Naquela manhã, Madri estava cinzenta, mas eu, Sofía, me sentia estranhamente alegre enquanto ajeitava a gravata do meu marido, Ricardo.
Nossa casa em La Moraleja testemunhara cinco anos do que eu acreditava ser felicidade — até aquele dia.

— “Quer que eu leve algo para a viagem?” perguntei.
— “Valência fica longe, mas estou com pressa,” respondeu ele, beijando minha testa.
“O cliente marcou uma reunião urgente. Preciso mostrar ao seu pai que posso ter sucesso por conta própria.”
Assenti, orgulhosa, mesmo sabendo que tudo o que ele possuía — o carro, os ternos, até os benefícios da empresa — viera de mim.
Observei-o partir, sentindo um aperto estranho no peito.
Mais tarde, lembrando da minha amiga Laura, internada em Segóvia com febre tifoide, decidi visitá-la.
O trânsito estava bom, então fui dirigindo, imaginando a alegria dela ao receber minha surpresa: um ensopado e frutas frescas.
Por volta das cinco da tarde, cheguei ao hospital particular. Laura havia reservado a suíte VIP 305.
Parei por um momento — como ela poderia pagar? Mas o otimismo venceu: eu pagaria, se necessário.
Na frente do quarto, a porta estava entreaberta. Risadas e uma voz masculina, quente e familiar, me congelaram.
— “Abra a boca, querida. Aqui vem o aviãozinho…”
Era Ricardo. Meu marido. Alimentando Laura com pedaços de maçã, suave e dedicado, como nos primeiros dias do nosso casamento.
— “Minha esposa é tão mimada,” murmurou, limpando a boca dela.

Minha esposa. O corredor pareceu oscilar quando a voz de Laura — doce, íntima — me atingiu como veneno.
— “Quando você vai contar à Sofía? Estou grávida de algumas semanas. Nosso filho precisa ser reconhecido.”
Grávida. Nosso filho. Senti o peito esmagado.
Ricardo beijou suas mãos. — “Tenha paciência.
Se eu me divorciar da Sofía agora, perco tudo — o carro, a empresa, o dinheiro dela. Mas estamos casados em segredo há dois anos.”
Laura fez bico.— “Você vai continuar sendo o parasita dela?”
— “Exatamente. Preciso de capital. Ela é ingênua. Quando tivermos o suficiente, vou descartá-la.”
Riram — leves, cruéis. Minhas mãos apertaram a cesta, mas lembrei do conselho: atacar sem emoção.
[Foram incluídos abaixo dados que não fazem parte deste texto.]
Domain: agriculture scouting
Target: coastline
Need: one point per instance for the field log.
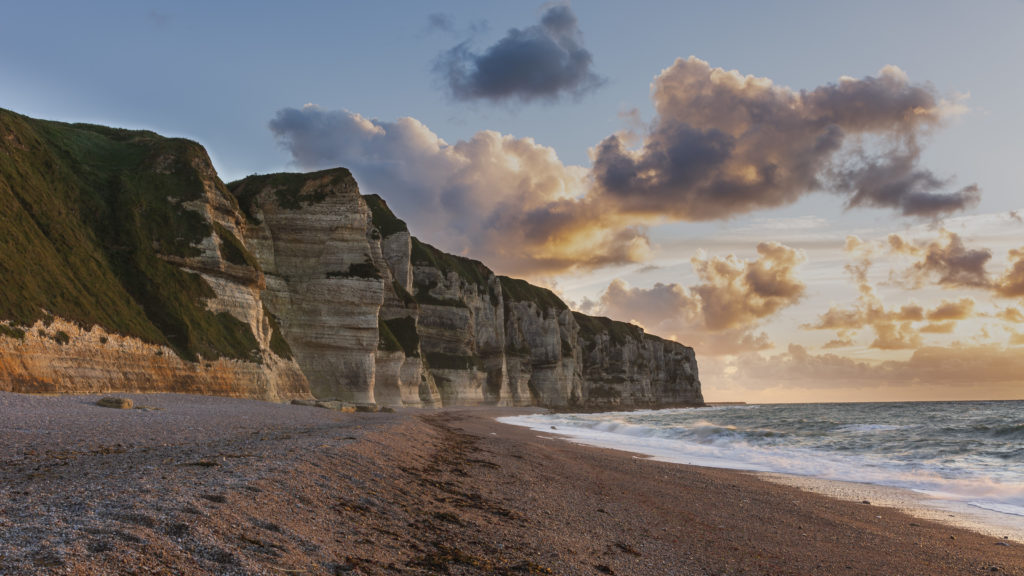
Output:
(209, 485)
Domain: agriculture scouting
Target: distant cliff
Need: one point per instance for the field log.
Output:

Peguei meu telefone e comecei a gravar pela fresta — Ricardo alimentando Laura, confessando desvio de fundos, rindo da minha generosidade. Cinco minutos de traição pura.
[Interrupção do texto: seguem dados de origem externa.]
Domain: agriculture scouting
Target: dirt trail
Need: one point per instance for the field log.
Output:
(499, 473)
Saí, engoli os soluços e olhei para o vídeo salvo. Meu amor fora uma mentira; Laura, uma sanguessuga. Ricardo, uma serpente.

O gelo substituiu a dor. Verifiquei minhas contas — 30.000 € desviados de fundos de projetos para boutiques, joalherias, clínicas.
— “Aproveitem suas risadas,” sussurrei. “Amanhã… seu inferno começa.”
No carro, liguei para Héctor, meu chefe de TI. Congele os cartões. Bloqueie as contas.
Prepare ação legal. Contrate seguranças. Atacamos ao amanhecer.
Um WhatsApp de Ricardo: “Cheguei a Valência. Durma bem. Beijos.”
Digitei calmamente: “Sonhos doces… amanhã a realidade pode surpreender. Eu também te amo.”
A mulher que chorava havia desaparecido. Só restava Sofía — a CEO. O jogo começara.